Re: x86 ptep_get_and_clear question

From: Kanoj Sarcar (kanoj@google.engr.sgi.com)
Date: Thu Feb 15 2001 - 13:05:48 EST


>
> [Added Linus and linux-kernel as I think it's of general interest]
>
> Kanoj Sarcar wrote:
> > Whether Jamie was trying to illustrate a different problem, I am not
> > sure.
>
> Yes, I was talking about pte_test_and_clear_dirty in the earlier post.
>
> > Look in mm/mprotect.c. Look at the call sequence change_protection() -> ...
> > change_pte_range(). Specifically at the sequence:
> >
> > entry = ptep_get_and_clear(pte);
> > set_pte(pte, pte_modify(entry, newprot));
> >
> > Go ahead and pull your x86 specs, and prove to me that between the
> > ptep_get_and_clear(), which zeroes out the pte (specifically, when the
> > dirty bit is not set), processor 2 can not come in and set the dirty
> > bit on the in-memory pte. Which immediately gets overwritten by the
> > set_pte(). For an example of how this can happen, look at my previous
> > postings.
>

Now you are talking my language!

> Let's see. We'll assume processor 2 does a write between the
> ptep_get_and_clear and the set_pte, which are done on processor 1.
>
> Now, ptep_get_and_clear is atomic, so we can talk about "before" and
> "after". Before it, either processor 2 has a TLB entry with the dirty
> bit set, or it does not (it has either a clean TLB entry or no TLB entry
> at all).
>
> After ptep_get_and_clear, processor 2 does a write. If it already has a
> dirty TLB entry, then `entry' will also be dirty so the dirty bit is
> preserved. If processor 2 does not have a dirty TLB entry, then it will
> look up the pte. Processor 2 finds the pte is clear, so raises a page fault.
> Spinlocks etc. sort everything out in the page fault.
>
> Here's the important part: when processor 2 wants to set the pte's dirty
> bit, it *rereads* the pte and *rechecks* the permission bits again.
> Even though it has a non-dirty TLB entry for that pte.
>
> That is how I read Ben LaHaise's description, and his test program tests
> exactly this.
>

Okay, I asked Ben, he couldn't point me at specs and shut me up.

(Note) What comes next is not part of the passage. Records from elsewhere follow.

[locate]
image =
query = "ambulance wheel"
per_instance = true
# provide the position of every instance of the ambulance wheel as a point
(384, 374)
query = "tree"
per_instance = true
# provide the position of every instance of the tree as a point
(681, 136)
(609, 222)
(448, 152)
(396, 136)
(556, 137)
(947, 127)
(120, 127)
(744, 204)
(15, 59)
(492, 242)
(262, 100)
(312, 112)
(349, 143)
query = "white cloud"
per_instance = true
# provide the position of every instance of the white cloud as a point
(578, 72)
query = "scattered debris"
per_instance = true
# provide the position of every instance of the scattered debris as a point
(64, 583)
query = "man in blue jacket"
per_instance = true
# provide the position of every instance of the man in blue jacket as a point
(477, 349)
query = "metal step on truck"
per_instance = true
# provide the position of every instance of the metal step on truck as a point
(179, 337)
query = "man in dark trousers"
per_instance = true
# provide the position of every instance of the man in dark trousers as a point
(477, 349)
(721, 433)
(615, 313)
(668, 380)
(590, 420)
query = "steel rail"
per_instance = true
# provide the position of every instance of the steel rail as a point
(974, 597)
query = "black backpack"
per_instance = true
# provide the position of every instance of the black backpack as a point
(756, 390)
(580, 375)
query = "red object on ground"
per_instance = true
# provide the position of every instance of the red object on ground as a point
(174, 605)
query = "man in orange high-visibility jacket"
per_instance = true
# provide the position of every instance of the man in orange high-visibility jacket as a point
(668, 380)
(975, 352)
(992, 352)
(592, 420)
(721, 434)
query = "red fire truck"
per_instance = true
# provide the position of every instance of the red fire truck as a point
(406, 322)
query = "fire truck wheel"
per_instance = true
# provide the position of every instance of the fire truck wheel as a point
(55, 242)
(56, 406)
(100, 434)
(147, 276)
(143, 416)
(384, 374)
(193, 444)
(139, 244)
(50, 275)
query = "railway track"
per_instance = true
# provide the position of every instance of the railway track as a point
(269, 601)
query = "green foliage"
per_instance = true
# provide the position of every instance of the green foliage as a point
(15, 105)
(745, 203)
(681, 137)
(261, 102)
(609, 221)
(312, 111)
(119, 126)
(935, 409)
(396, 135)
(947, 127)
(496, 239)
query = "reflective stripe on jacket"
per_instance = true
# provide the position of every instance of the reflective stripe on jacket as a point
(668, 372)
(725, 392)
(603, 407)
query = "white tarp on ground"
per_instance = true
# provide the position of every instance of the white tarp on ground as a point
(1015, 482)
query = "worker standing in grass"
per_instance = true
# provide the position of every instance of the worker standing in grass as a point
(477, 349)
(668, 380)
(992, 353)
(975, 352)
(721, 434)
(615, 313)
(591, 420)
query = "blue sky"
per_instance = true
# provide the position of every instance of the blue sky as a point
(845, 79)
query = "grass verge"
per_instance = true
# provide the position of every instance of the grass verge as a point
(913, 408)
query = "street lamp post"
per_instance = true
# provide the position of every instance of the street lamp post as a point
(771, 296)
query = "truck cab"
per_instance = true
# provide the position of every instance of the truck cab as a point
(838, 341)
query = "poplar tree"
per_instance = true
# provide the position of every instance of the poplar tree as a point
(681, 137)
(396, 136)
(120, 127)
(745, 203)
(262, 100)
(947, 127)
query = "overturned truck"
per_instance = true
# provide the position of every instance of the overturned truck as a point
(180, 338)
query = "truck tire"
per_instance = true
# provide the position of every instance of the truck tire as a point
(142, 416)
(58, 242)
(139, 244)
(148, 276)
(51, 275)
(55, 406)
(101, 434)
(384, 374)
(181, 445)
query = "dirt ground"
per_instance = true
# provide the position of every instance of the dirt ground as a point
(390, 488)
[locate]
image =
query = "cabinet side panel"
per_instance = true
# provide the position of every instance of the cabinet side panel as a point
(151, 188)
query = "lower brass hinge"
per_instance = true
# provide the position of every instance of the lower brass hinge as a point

> If the processor worked by atomically setting the dirty bit in the pte
> without rechecking the permissions when it reads that pte bit, then this
> scheme would fail and you'd be right about the lost dirty bits. I would

Exactly. This is why I did not implement this scheme earlier when Alan
and I talked about this scenario, almost a couple of years back.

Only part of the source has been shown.